Ceramic Materials for Nuclear Energy Research and Applications: Fuel Performance Modeling and Fundamental Defect Science in Ceramics
Sponsored by: TMS Structural Materials Division, TMS: Advanced Characterization, Testing, and Simulation Committee, TMS: Energy Committee, TMS: Nuclear Materials Committee
Program Organizers: Xian-Ming Bai, Virginia Tech; Yongfeng Zhang, Idaho National Laboratory; Maria Okuniewski, Purdue University; Donna Guillen, Idaho National Laboratory; Marat Khafizov, Ohio State University; Thierry Wiss, European Commission- JRC -Institute of Transuranium Elements – Germany

Monday 2:00 PM
February 27, 2017
Room: Palomar
Location: Marriott Marquis Hotel

Session Chair: Michael Tonks, Penn State University; Chris Stanek, Los Alamos National Laboratory


2:00 PM  Invited
Highlights of Ceramic Nuclear Fuel Research within the Nuclear Energy Advanced Modeling and Simulation (NEAMS) Program: Chris Stanek1; 1Los Alamos National Laboratory
    The US Department of Energy – Office of Nuclear Energy program Nuclear Energy Advanced Modeling and Simulation (NEAMS) is developing a mechanistic computational toolset for nuclear fuel design and/or analysis. Multiscale materials modeling of ceramic nuclear fuel is an important element of this approach in order to allow the transition from empirical to more mechanistic models.
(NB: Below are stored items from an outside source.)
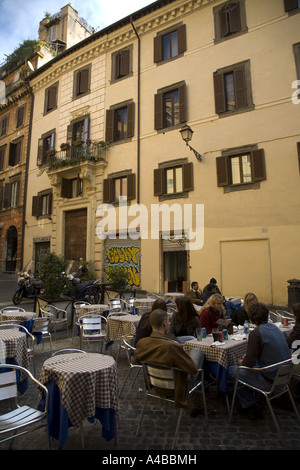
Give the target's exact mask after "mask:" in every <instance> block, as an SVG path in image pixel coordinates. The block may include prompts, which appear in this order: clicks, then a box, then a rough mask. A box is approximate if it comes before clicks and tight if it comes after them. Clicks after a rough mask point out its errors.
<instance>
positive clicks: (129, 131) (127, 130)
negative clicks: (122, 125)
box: [127, 103, 134, 137]
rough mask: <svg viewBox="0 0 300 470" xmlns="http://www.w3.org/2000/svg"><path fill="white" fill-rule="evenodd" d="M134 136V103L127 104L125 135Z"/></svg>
mask: <svg viewBox="0 0 300 470" xmlns="http://www.w3.org/2000/svg"><path fill="white" fill-rule="evenodd" d="M133 136H134V103H129V104H128V106H127V137H133Z"/></svg>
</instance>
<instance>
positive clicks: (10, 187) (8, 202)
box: [3, 183, 11, 208]
mask: <svg viewBox="0 0 300 470" xmlns="http://www.w3.org/2000/svg"><path fill="white" fill-rule="evenodd" d="M10 195H11V183H5V186H4V204H3V207H5V208H7V207H10Z"/></svg>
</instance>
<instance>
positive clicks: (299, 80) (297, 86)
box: [292, 80, 300, 104]
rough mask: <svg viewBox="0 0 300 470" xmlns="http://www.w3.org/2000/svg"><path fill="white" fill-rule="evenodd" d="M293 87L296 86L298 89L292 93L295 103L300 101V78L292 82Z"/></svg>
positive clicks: (295, 103)
mask: <svg viewBox="0 0 300 470" xmlns="http://www.w3.org/2000/svg"><path fill="white" fill-rule="evenodd" d="M292 88H296V91H294V92H293V93H292V102H293V103H294V104H299V103H300V80H295V81H294V82H293V83H292Z"/></svg>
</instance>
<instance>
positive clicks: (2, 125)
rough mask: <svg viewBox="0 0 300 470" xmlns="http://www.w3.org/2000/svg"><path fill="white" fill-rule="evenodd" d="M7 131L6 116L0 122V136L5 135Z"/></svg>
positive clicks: (6, 132)
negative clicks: (1, 120)
mask: <svg viewBox="0 0 300 470" xmlns="http://www.w3.org/2000/svg"><path fill="white" fill-rule="evenodd" d="M7 131H8V116H5V117H4V118H3V119H2V121H1V136H2V135H6V134H7Z"/></svg>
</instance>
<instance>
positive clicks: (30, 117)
mask: <svg viewBox="0 0 300 470" xmlns="http://www.w3.org/2000/svg"><path fill="white" fill-rule="evenodd" d="M24 85H25V86H26V88H27V90H28V92H29V93H30V95H31V105H30V116H29V126H28V139H27V153H26V165H25V178H24V200H23V214H22V239H21V240H22V241H21V259H20V270H22V269H23V263H24V241H25V226H26V220H25V219H26V202H27V185H28V170H29V158H30V144H31V133H32V118H33V106H34V95H33V92H32V88H31V86H30V85H29V83H28V82H25V83H24Z"/></svg>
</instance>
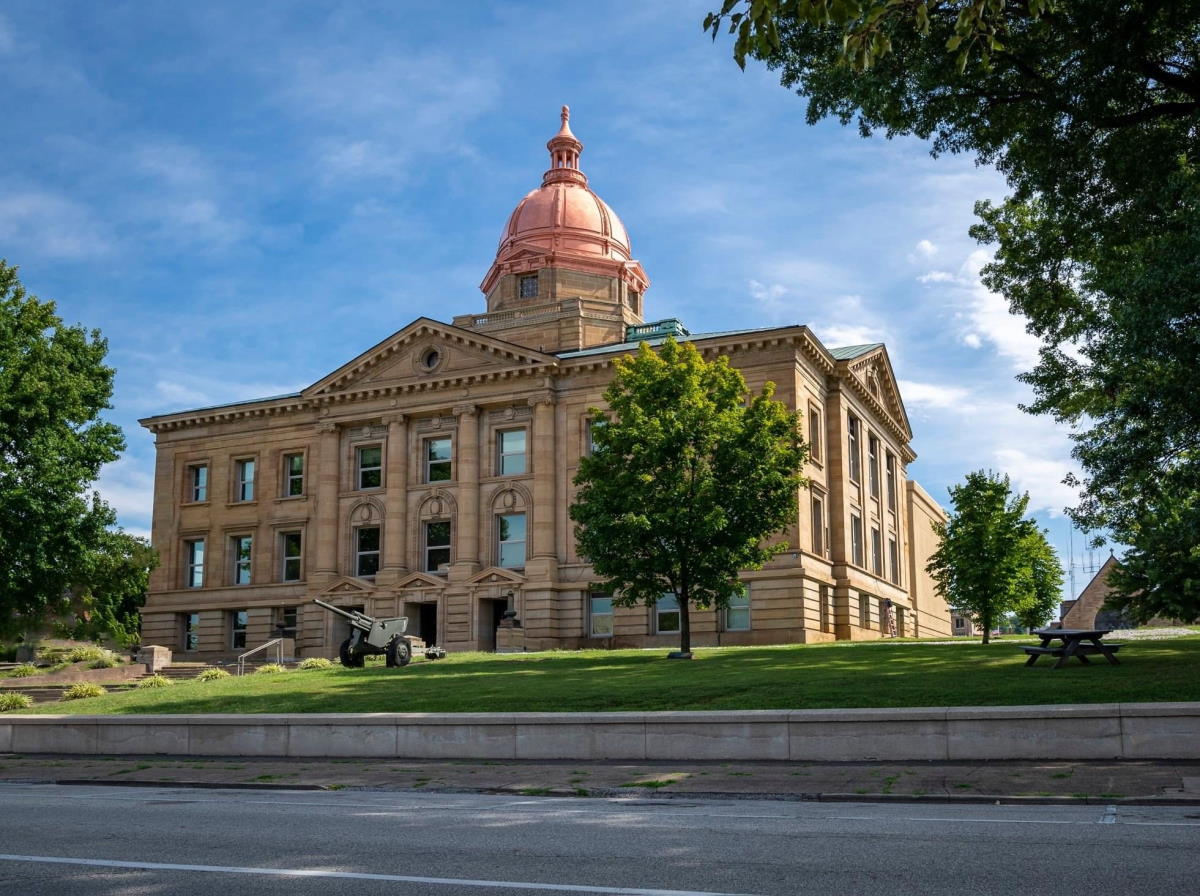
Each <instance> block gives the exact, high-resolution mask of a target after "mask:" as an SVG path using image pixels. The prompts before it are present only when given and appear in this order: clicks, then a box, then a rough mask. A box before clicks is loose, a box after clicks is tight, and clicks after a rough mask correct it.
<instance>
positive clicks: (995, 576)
mask: <svg viewBox="0 0 1200 896" xmlns="http://www.w3.org/2000/svg"><path fill="white" fill-rule="evenodd" d="M950 503H952V504H953V505H954V511H953V512H952V513H950V518H949V521H948V522H946V523H938V524H936V525H935V527H934V528H935V530H936V531H937V535H938V537H940V540H941V541H940V543H938V547H937V551H936V552H935V553H934V555H932V557H931V558H930V560H929V565H928V566H926V567H925V570H926V571H928V572H929V575H930V576H932V577H934V583H935V584H936V585H937V591H938V594H941V595H942V597H943V599H944V600H946V602H947V603H949V605H950V606H952V607H954V608H955V609H958V611H960V612H962V613H966V614H967V615H970V617H971V618H973V619H974V620H976V621H977V623H978V624H979V627H982V629H983V643H984V644H986V643H988V641H989V638H990V636H991V630H992V629H995V627H996V625H997V623H1000V621H1001V619H1003V617H1004V614H1006V613H1009V612H1013V611H1014V609H1015V606H1014V596H1015V594H1016V589H1015V585H1016V582H1018V579H1019V577H1020V576H1021V572H1022V570H1024V567H1025V564H1026V560H1025V554H1024V546H1025V542H1026V540H1027V539H1028V537H1030V535H1032V534H1034V533H1037V527H1034V525H1033V522H1032V521H1028V519H1026V518H1025V509H1026V507H1027V506H1028V503H1030V497H1028V495H1027V494H1022V495H1014V494H1013V488H1012V485H1010V483H1009V481H1008V476H997V475H996V474H994V473H984V471H983V470H978V471H976V473H968V474H967V477H966V481H965V482H964V483H962V485H961V486H952V487H950Z"/></svg>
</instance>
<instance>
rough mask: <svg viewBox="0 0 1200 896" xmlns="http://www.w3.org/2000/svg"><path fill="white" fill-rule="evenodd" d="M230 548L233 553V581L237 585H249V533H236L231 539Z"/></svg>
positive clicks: (249, 541)
mask: <svg viewBox="0 0 1200 896" xmlns="http://www.w3.org/2000/svg"><path fill="white" fill-rule="evenodd" d="M229 549H230V554H232V555H233V583H234V584H235V585H248V584H250V566H251V558H250V552H251V537H250V536H248V535H234V536H233V537H232V539H229Z"/></svg>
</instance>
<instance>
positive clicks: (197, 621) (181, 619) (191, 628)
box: [179, 613, 200, 650]
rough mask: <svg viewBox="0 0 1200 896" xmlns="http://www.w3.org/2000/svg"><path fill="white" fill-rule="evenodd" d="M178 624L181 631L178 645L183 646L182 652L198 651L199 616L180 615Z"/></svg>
mask: <svg viewBox="0 0 1200 896" xmlns="http://www.w3.org/2000/svg"><path fill="white" fill-rule="evenodd" d="M179 624H180V627H181V629H182V632H181V637H180V642H179V643H180V644H182V645H184V650H196V649H198V648H199V647H200V614H199V613H181V614H180V618H179Z"/></svg>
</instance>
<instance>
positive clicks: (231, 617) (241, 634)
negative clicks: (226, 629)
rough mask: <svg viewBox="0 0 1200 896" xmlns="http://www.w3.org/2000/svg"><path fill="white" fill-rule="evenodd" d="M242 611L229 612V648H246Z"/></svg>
mask: <svg viewBox="0 0 1200 896" xmlns="http://www.w3.org/2000/svg"><path fill="white" fill-rule="evenodd" d="M247 615H248V614H247V613H246V611H244V609H233V611H229V647H232V648H234V649H242V648H245V647H246V618H247Z"/></svg>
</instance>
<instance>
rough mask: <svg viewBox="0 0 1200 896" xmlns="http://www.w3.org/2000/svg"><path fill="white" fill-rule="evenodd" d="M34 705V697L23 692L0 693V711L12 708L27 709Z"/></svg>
mask: <svg viewBox="0 0 1200 896" xmlns="http://www.w3.org/2000/svg"><path fill="white" fill-rule="evenodd" d="M32 705H34V698H32V697H29V696H28V694H24V693H0V712H11V711H12V710H14V709H29V708H30V706H32Z"/></svg>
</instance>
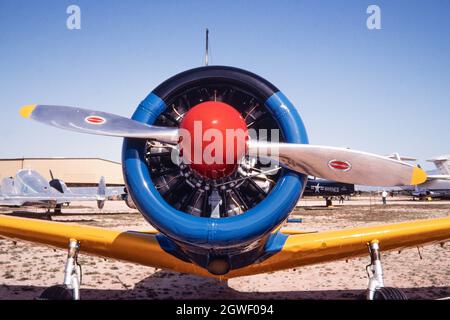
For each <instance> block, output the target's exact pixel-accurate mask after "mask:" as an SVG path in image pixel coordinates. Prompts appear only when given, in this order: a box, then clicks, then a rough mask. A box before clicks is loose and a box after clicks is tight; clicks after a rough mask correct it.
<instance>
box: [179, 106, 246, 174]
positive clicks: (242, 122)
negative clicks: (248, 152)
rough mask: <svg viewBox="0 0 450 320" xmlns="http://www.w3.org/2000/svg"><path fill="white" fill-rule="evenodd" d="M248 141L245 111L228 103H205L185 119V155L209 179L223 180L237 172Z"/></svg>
mask: <svg viewBox="0 0 450 320" xmlns="http://www.w3.org/2000/svg"><path fill="white" fill-rule="evenodd" d="M247 140H248V130H247V125H246V123H245V121H244V119H243V118H242V116H241V114H240V113H239V112H238V111H237V110H236V109H235V108H233V107H232V106H230V105H229V104H226V103H224V102H219V101H207V102H202V103H200V104H198V105H196V106H194V107H193V108H191V109H190V110H189V111H188V112H187V113H186V114H185V115H184V117H183V120H182V121H181V125H180V147H181V148H180V149H181V156H182V157H183V159H184V161H185V162H186V163H187V164H188V165H189V166H190V167H191V168H192V169H193V170H194V171H195V172H197V173H198V174H200V175H201V176H203V177H205V178H209V179H220V178H224V177H228V176H230V175H231V174H232V173H233V172H235V170H236V169H237V168H238V165H239V163H240V161H241V160H242V158H243V157H244V156H245V153H246V148H247Z"/></svg>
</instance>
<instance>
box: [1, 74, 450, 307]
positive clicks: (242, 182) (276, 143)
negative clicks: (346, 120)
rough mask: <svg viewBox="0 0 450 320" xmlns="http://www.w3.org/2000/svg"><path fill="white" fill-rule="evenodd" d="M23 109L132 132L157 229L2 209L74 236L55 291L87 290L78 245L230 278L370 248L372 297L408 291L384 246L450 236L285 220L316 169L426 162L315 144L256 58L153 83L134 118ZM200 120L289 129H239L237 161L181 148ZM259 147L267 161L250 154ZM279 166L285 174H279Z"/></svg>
mask: <svg viewBox="0 0 450 320" xmlns="http://www.w3.org/2000/svg"><path fill="white" fill-rule="evenodd" d="M21 114H22V115H23V116H24V117H26V118H30V119H33V120H36V121H39V122H42V123H45V124H48V125H51V126H55V127H59V128H63V129H68V130H72V131H76V132H83V133H91V134H100V135H110V136H119V137H124V138H125V140H124V144H123V149H122V150H123V161H122V165H123V172H124V177H125V181H126V184H127V191H128V193H129V195H130V196H131V198H132V200H133V202H134V203H135V205H136V207H137V208H138V210H139V211H140V212H141V213H142V214H143V216H144V217H145V219H146V220H147V221H148V222H149V223H150V224H151V225H153V226H154V227H155V228H156V229H157V230H158V231H156V232H136V231H127V232H123V231H115V230H109V229H104V228H94V227H89V226H81V225H79V226H75V225H68V224H64V223H57V222H48V221H37V220H32V219H24V218H17V217H8V216H0V235H1V236H2V237H6V238H12V239H22V240H27V241H34V242H38V243H42V244H46V245H50V246H54V247H58V248H68V250H69V254H68V260H67V263H66V268H65V279H64V286H54V287H50V288H48V289H47V290H45V291H44V293H43V295H42V297H44V298H67V297H73V298H75V299H77V298H79V286H80V277H79V273H78V270H79V269H78V267H77V266H78V264H77V263H78V262H77V255H78V253H79V252H83V253H88V254H94V255H100V256H104V257H111V258H115V259H121V260H125V261H129V262H135V263H140V264H144V265H148V266H153V267H157V268H164V269H171V270H175V271H178V272H184V273H193V274H198V275H203V276H209V277H217V278H221V279H227V278H231V277H237V276H243V275H251V274H256V273H263V272H272V271H276V270H282V269H287V268H294V267H299V266H303V265H308V264H314V263H321V262H326V261H333V260H337V259H345V258H351V257H355V256H360V255H364V254H367V253H368V254H369V256H370V260H371V263H370V265H369V266H368V269H367V270H368V274H369V286H368V298H370V299H400V298H405V297H404V295H403V294H402V293H401V291H399V290H397V289H394V288H387V287H384V283H383V273H382V265H381V261H380V259H379V257H380V248H381V249H383V250H393V249H401V248H405V247H410V246H417V245H419V244H425V243H436V242H442V241H445V240H447V239H448V238H449V237H450V218H444V219H433V220H424V221H414V222H407V223H398V224H391V225H383V226H370V227H363V228H348V229H345V230H337V231H324V232H317V233H305V232H302V231H301V230H294V231H292V230H291V231H287V230H282V229H281V226H282V224H283V222H284V221H286V219H287V218H288V216H289V214H290V212H291V211H292V209H293V208H294V207H295V205H296V203H297V201H298V199H299V198H300V197H301V195H302V193H303V190H304V188H305V185H306V180H307V175H312V176H316V177H321V178H325V179H329V180H333V181H339V182H344V183H350V184H367V185H375V186H386V185H394V186H401V185H410V184H419V183H422V182H423V181H425V179H426V174H425V173H424V172H423V171H422V170H421V169H419V168H417V167H414V166H411V165H409V164H407V163H404V162H400V161H397V160H393V159H389V158H387V157H382V156H378V155H374V154H369V153H365V152H361V151H356V150H349V149H343V148H333V147H325V146H316V145H309V144H308V136H307V133H306V129H305V127H304V125H303V122H302V120H301V118H300V115H299V114H298V111H297V109H296V108H295V107H294V106H293V105H292V103H291V102H290V101H289V100H288V99H287V97H286V96H285V95H284V94H283V93H282V92H281V91H280V90H278V89H277V88H276V87H275V86H274V85H273V84H271V83H270V82H268V81H267V80H265V79H263V78H261V77H259V76H257V75H255V74H253V73H250V72H248V71H245V70H241V69H237V68H232V67H225V66H208V67H202V68H197V69H192V70H188V71H185V72H183V73H180V74H178V75H176V76H174V77H172V78H170V79H169V80H167V81H165V82H164V83H162V84H161V85H160V86H158V87H157V88H156V89H155V90H153V91H152V92H151V93H150V94H149V95H148V96H147V98H145V99H144V100H143V101H142V102H141V104H140V105H139V106H138V108H137V110H136V112H135V113H134V115H133V117H132V119H128V118H125V117H121V116H117V115H113V114H109V113H106V112H100V111H93V110H88V109H81V108H73V107H61V106H44V105H29V106H26V107H24V108H23V109H22V110H21ZM197 121H199V122H200V123H202V124H203V125H204V127H205V128H206V127H207V128H214V129H217V131H219V132H221V133H224V132H225V131H226V130H228V129H238V128H243V130H244V131H245V129H247V128H255V129H279V130H280V131H281V137H282V141H281V142H271V141H264V140H261V141H260V140H257V139H258V137H256V138H254V139H250V140H247V138H248V136H244V137H240V138H236V140H235V142H238V143H239V142H241V143H242V142H246V143H244V146H245V148H243V149H238V150H239V151H240V153H236V154H234V158H233V162H232V163H226V165H223V164H220V163H218V162H214V163H207V162H206V161H201V162H200V163H195V161H194V162H190V161H189V158H185V155H186V153H189V152H186V153H185V152H183V153H182V154H181V152H178V151H180V150H187V151H189V149H187V148H186V144H185V143H186V140H187V139H182V140H180V139H179V137H180V134H181V132H182V130H180V129H184V131H185V132H186V131H187V132H188V133H191V134H193V135H194V137H195V130H194V129H192V128H193V127H194V128H195V126H194V125H195V122H197ZM202 133H204V132H202V131H200V134H202ZM182 137H184V136H182ZM203 142H205V141H203ZM208 146H209V144H207V143H206V144H205V143H200V144H198V145H195V144H194V152H195V151H198V152H200V151H201V152H204V151H205V150H207V148H208ZM173 150H175V153H174V152H173ZM177 150H178V151H177ZM261 150H265V151H266V153H264V155H265V156H266V157H269V158H271V159H272V160H273V161H274V162H275V163H276V167H275V168H273V167H272V168H271V169H268V168H267V165H265V164H264V162H263V161H261V160H262V159H261V158H260V157H259V156H258V155H259V154H260V151H261ZM275 150H276V151H277V152H274V151H275ZM174 154H175V155H177V154H178V156H179V157H178V158H176V159H175V160H176V161H173V159H172V158H171V156H173V155H174ZM254 158H256V159H257V160H258V161H248V160H251V159H254ZM268 170H274V171H275V173H276V174H272V175H270V176H269V175H268ZM274 171H271V173H273V172H274ZM257 180H265V181H264V182H267V184H265V185H262V184H261V183H260V182H259V183H258V181H257Z"/></svg>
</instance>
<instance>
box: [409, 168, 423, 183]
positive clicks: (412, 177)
mask: <svg viewBox="0 0 450 320" xmlns="http://www.w3.org/2000/svg"><path fill="white" fill-rule="evenodd" d="M425 181H427V174H426V173H425V171H423V170H422V169H420V168H417V167H414V169H413V174H412V176H411V185H418V184H421V183H424V182H425Z"/></svg>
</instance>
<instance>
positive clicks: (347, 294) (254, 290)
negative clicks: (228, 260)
mask: <svg viewBox="0 0 450 320" xmlns="http://www.w3.org/2000/svg"><path fill="white" fill-rule="evenodd" d="M379 202H380V201H378V200H376V199H356V200H351V201H346V202H345V204H344V205H343V206H341V205H337V206H335V207H334V208H332V209H329V208H324V207H320V206H321V205H323V201H322V200H320V201H319V200H314V199H313V200H311V199H309V200H302V201H301V202H299V204H300V205H301V207H298V208H297V209H296V210H295V212H294V214H295V215H296V216H300V217H301V218H302V219H303V222H302V223H295V224H289V225H288V227H289V228H299V229H302V230H309V231H310V230H318V231H320V230H332V229H339V228H351V227H354V226H364V225H376V224H383V223H393V222H400V221H407V220H414V219H426V218H436V217H443V216H450V202H448V201H447V202H441V201H433V202H413V201H409V200H408V199H392V200H391V199H390V201H389V203H388V205H387V206H382V205H381V204H380V203H379ZM63 212H64V213H63V215H61V216H53V217H52V220H54V221H64V222H66V223H76V224H88V225H95V226H101V227H106V228H114V229H119V230H149V225H148V224H147V223H146V222H145V221H144V219H143V218H142V217H141V215H140V214H139V213H138V212H137V211H133V210H130V209H128V208H127V207H126V206H125V204H124V203H123V202H108V203H107V204H106V206H105V208H104V209H103V210H101V211H99V210H98V209H95V208H93V207H85V206H80V205H78V206H71V207H69V208H64V209H63ZM0 214H10V215H16V216H25V217H34V218H41V219H42V218H45V216H46V215H45V214H44V210H43V209H35V208H21V209H10V208H0ZM449 248H450V243H448V244H446V245H444V247H441V246H439V245H431V246H425V247H421V248H420V255H421V256H422V259H420V255H419V250H418V249H417V248H412V249H408V250H404V251H402V252H401V253H400V254H399V253H398V252H383V253H382V261H383V267H384V274H385V285H386V286H393V287H398V288H402V289H403V290H404V292H405V293H406V295H407V296H408V298H410V299H444V298H447V297H449V296H450V268H449V261H450V249H449ZM65 257H66V252H65V251H61V250H54V249H51V248H48V247H45V246H41V245H37V244H30V243H21V242H17V243H14V242H12V241H10V240H4V239H3V240H0V299H35V298H36V297H38V296H39V294H40V293H41V292H42V291H43V290H44V289H45V288H46V287H47V286H51V285H54V284H60V283H62V279H63V270H64V263H65ZM79 260H80V263H81V264H82V267H83V283H82V290H81V297H82V299H154V298H157V299H361V298H363V297H364V292H365V288H366V286H367V276H366V271H365V266H366V265H367V264H368V263H369V258H368V257H362V258H357V259H352V260H349V261H348V262H346V261H337V262H331V263H326V264H321V265H313V266H307V267H302V268H297V269H291V270H285V271H279V272H274V273H270V274H261V275H254V276H248V277H241V278H236V279H231V280H229V281H228V282H219V281H216V280H211V279H207V278H202V277H198V276H192V275H187V274H180V273H176V272H171V271H165V270H158V269H155V268H150V267H144V266H140V265H134V264H130V263H124V262H119V261H114V260H106V259H103V258H98V257H91V256H85V255H82V254H81V256H80V259H79Z"/></svg>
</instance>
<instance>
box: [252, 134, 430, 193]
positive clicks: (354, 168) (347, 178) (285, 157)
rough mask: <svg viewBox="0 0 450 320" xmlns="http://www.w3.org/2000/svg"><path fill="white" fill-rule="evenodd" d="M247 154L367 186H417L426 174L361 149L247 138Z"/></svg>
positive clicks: (281, 163) (400, 162)
mask: <svg viewBox="0 0 450 320" xmlns="http://www.w3.org/2000/svg"><path fill="white" fill-rule="evenodd" d="M248 150H249V154H250V155H253V156H259V157H266V158H270V159H273V160H275V161H277V162H279V163H280V164H281V165H282V166H284V167H287V168H289V169H291V170H293V171H296V172H299V173H305V174H309V175H312V176H315V177H320V178H325V179H328V180H333V181H338V182H344V183H351V184H360V185H368V186H382V187H387V186H403V185H418V184H421V183H423V182H425V181H426V179H427V175H426V173H425V172H424V171H423V170H422V169H420V168H417V167H415V166H412V165H410V164H408V163H405V162H401V161H397V160H393V159H390V158H387V157H382V156H379V155H375V154H371V153H366V152H362V151H356V150H350V149H344V148H334V147H325V146H315V145H308V144H295V143H270V142H258V141H249V143H248Z"/></svg>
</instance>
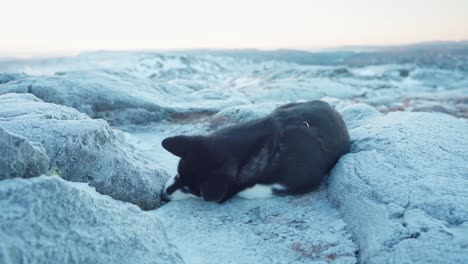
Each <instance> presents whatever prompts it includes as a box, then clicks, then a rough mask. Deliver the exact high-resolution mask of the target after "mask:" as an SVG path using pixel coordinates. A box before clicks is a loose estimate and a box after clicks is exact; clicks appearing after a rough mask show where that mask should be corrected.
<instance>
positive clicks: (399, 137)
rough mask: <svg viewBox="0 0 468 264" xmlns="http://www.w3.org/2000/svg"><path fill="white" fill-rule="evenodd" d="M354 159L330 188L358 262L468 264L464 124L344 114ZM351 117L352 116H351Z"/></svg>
mask: <svg viewBox="0 0 468 264" xmlns="http://www.w3.org/2000/svg"><path fill="white" fill-rule="evenodd" d="M342 112H343V113H344V117H345V119H346V121H347V124H348V126H350V128H352V129H351V130H350V136H351V140H352V150H351V153H349V154H347V155H345V156H344V157H342V158H341V159H340V161H339V162H338V164H337V165H336V166H335V168H334V170H333V171H332V173H331V175H330V177H329V181H328V185H329V186H328V193H329V197H330V198H331V200H332V201H333V202H334V203H335V204H336V205H337V206H338V207H339V210H340V211H341V213H342V214H343V216H344V220H345V221H346V223H347V224H348V225H349V227H350V228H351V230H352V231H353V233H354V235H355V238H356V242H357V243H358V244H359V247H360V253H361V254H360V260H361V262H363V263H467V262H468V251H467V248H468V206H467V205H468V193H467V190H468V162H467V160H468V151H467V150H468V133H467V132H468V122H467V121H466V120H464V119H457V118H454V117H451V116H449V115H445V114H436V113H431V114H430V113H409V112H393V113H389V114H386V115H381V114H376V113H375V112H374V111H371V110H370V109H369V107H368V106H365V105H352V106H350V108H344V109H343V110H342ZM351 113H352V115H351Z"/></svg>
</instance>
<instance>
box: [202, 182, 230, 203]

By design, atomic and mesoscale models are necessarily connected to the development of an advanced fuel performance code. In this talk, several highlights of ceramic nuclear fuel research within this approach will be provided. Specifically, recent developments pertaining to thermal conductivity and fission product behavior in uranium dioxide will be discussed. Also, extension of this work to uranium silicide-based fuels will be presented.

2:30 PM  
Modeling the Effect of Percolation on Fission Gas Release in UO2 Nuclear Fuels: Larry Aagesen1; Daniel Schwen1; 1Idaho National Laboratory
    The release of fission gases from UO2 fuel pellets has an important impact on the performance of the fuel element. The process of accumulation and release of fission gases occurs in three stages: 1) the diffusion of fission gas atoms to grain boundaries and accumulation there, 2) nucleation and growth of fission gas bubbles at grain boundaries, and 3) percolation of grain boundary bubbles, leading to connection to a free surface and release of the fission gases to the plenum. A phase-field model of fission gas bubbles has been developed, and is used to investigate the percolation process at the microstructural level. Additionally, the physics of percolation have been incorporated to an engineering-scale model in the BISON code. Results from both length scales and a strategy for linking the two will be discussed.

2:50 PM  
Irradiation-induced Recrystallization in UO2: A Phase Field Study: Karim Ahmed1; Xianming Bai1; Yongfeng Zhang1; Daniel Schwen1; Cody Permann1; Bulent Biner1; 1Idaho National Laboratory
    We present a quantitative phase field model for investigating the irradiation-induced recrystallization. The model takes into consideration the evolution of dislocation density and the migration of grain boundaries. As such, the model captures both the nucleation of subgrains and their subsequent growth into stable grains. The nucleation of new subgrains is attributed to the high deformation energy of the existing grains due to the presence of high dislocation density. The numerical implementation of the model was carried out using MARMOT, the mesoscale simulator developed at Idaho National Laboratory. The model predicts a threshold dislocation density for nucleation of the subgrains that depends on the surface energy and elastic modulus of the material and irradiation temperature. The model has been applied to investigate the recrystallization in UO2. The generalization of the model to capture all the features of the high burn-up structure formation in nuclear fuel is discussed.

3:10 PM  
Sensitivity Analysis and Uncertainty Quantification of the MARMOT Mesoscale Fuel Performance Code: Marina Sessim1; Michael Tonks1; Jie Lian2; 1Pennsylvania State University; 2Rensselaer Polytechnic Institute
    MARMOT is a mesoscale fuel performance code under development by the Nuclear Energy Advanced Modeling and Simulation Program. It predicts the coevolution of microstructure and properties in reactor fuel and cladding materials. While MARMOT is a powerful tool already in use to inform the development of mechanistic materials models of fuel and cladding behavior, it is critical to understand the propagation of uncertainty in the model predictions. In this study we use the DAKOTA software to evaluate the sensitivity of effective thermal conductivity and fracture behavior calculations of UO2 using MARMOT to a wide range of parameters. Furthermore, we investigate the impact of parameter uncertainty, including distributions, means and standard deviations, on the predicted responses. Understanding the model uncertainty is a critical first step in validating the thermal conductivity and fracture models in MARMOT, such that a statistical comparison can be made between the simulation results and experimental data.